Should disagreement be stifled? Under Bush, the U.S. Department of Health and Human Services declared a policy requiring the World Health Organization to submit requests for the services of HHS-employed scientific experts to HHS, which would then choose the experts, on the apparent grounds that such experts are supposed "to serve as representatives of the U.S. government at all times and advocate U.S. government policies." Should scientists support all government policies? What if the scientific evidence does not support the policy? What if the scientist differs in political or religious affiliation from the Administration in power? Does it make a difference whether the scientist is employed by the government?


Questions for Discussion

1. Let's define "technological change" as something more than "invention." The latter is what a single inventor does. The former is the sum total of all the inventors out there, inventing away like mad, and our society has chosen to encourage it with government research funding, a patent system, and other measures. Why? What is the point of technological change (not just mere invention)? To put the question another way, why should society encourage technological change?
  1. a booming economy?
  2. jobs?
  3. power?
  4. social justice?
  5. improved standard of living?
  6. other?


2. As a scientist, I can easily justify "science for its own sake," for science is the search for understanding, and to many scientists it does not matter whether that understanding turns out to be useful. But what about "technology for its own sake"? Can such a thing exist?

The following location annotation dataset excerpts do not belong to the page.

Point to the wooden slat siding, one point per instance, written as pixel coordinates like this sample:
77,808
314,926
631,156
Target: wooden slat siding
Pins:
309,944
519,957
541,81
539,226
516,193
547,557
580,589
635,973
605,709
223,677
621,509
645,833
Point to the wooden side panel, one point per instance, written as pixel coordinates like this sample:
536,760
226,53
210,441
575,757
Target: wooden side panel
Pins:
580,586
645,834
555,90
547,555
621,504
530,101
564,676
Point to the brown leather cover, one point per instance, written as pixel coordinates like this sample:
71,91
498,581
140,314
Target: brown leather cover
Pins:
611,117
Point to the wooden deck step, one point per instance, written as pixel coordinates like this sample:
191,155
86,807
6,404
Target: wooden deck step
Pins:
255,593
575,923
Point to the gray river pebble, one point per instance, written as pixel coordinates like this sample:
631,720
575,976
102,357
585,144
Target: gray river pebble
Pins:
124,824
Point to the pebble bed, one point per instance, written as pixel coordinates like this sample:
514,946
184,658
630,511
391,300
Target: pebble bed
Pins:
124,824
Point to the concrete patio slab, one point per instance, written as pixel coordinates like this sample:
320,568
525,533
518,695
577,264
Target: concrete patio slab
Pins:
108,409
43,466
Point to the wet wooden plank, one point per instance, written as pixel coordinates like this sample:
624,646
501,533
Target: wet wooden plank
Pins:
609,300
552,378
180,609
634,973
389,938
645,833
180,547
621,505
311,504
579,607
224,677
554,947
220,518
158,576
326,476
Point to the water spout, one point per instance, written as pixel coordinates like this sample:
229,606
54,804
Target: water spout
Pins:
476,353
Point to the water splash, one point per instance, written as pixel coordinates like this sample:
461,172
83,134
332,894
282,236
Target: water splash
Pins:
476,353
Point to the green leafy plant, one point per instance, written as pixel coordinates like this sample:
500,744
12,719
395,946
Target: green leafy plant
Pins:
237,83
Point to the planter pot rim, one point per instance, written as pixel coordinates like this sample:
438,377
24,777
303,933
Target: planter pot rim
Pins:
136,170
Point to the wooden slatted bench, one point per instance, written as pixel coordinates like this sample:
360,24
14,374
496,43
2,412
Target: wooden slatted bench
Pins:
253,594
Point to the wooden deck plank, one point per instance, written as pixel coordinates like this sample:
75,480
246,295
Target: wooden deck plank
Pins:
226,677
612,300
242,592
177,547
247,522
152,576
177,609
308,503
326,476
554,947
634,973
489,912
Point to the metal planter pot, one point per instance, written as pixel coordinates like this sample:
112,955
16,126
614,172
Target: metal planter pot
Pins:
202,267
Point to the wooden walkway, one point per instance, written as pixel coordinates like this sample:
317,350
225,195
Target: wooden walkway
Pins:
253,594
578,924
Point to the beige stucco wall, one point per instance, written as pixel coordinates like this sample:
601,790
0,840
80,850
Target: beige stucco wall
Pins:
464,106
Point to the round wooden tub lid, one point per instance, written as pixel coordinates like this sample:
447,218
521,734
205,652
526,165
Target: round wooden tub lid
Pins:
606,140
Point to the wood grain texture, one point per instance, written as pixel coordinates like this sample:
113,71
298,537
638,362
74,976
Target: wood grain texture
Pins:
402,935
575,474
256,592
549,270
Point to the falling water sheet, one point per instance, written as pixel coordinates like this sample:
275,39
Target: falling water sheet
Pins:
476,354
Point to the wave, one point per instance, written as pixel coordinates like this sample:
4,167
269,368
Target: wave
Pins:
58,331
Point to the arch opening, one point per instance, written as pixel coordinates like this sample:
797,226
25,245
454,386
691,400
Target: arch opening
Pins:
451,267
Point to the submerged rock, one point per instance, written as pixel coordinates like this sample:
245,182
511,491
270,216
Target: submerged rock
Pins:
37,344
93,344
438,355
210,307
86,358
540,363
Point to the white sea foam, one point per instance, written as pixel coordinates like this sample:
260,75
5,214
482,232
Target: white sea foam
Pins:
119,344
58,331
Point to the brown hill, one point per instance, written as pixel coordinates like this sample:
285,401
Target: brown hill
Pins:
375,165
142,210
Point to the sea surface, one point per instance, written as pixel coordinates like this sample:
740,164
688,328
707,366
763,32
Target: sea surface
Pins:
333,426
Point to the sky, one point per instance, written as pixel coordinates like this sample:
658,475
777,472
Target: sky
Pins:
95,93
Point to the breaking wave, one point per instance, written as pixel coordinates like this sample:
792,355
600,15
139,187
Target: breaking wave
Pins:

3. Mesthene says that by creating new opportunities and new problems, technology induces change in two ways. I suggested that technology also induces change by creating a certain frame of mind, an openness to change, a willingness to look for novel solutions to old problems, even a willingness to see problems to which we used to be blind. Let us develop an example by asking a simple question: Is there a human right to be able to communicate across long distances? We take the ability for granted and tend to think that people who don't have broadband, or Internet access, or telephones are in a genuine sense deprived. But the ability did not exist for anyone before the invention of the telegraph in the early 1800s. Our question is thus a product of technology. In this context, what are the "novel solutions to old problems" and "willingness to see problems to which we used to be blind"?

4. Mesthene tells us that technology can change our values. In what ways? For good or ill?

5. What are the benefits and drawbacks of choosing scientific advisors according to their political or religious beliefs?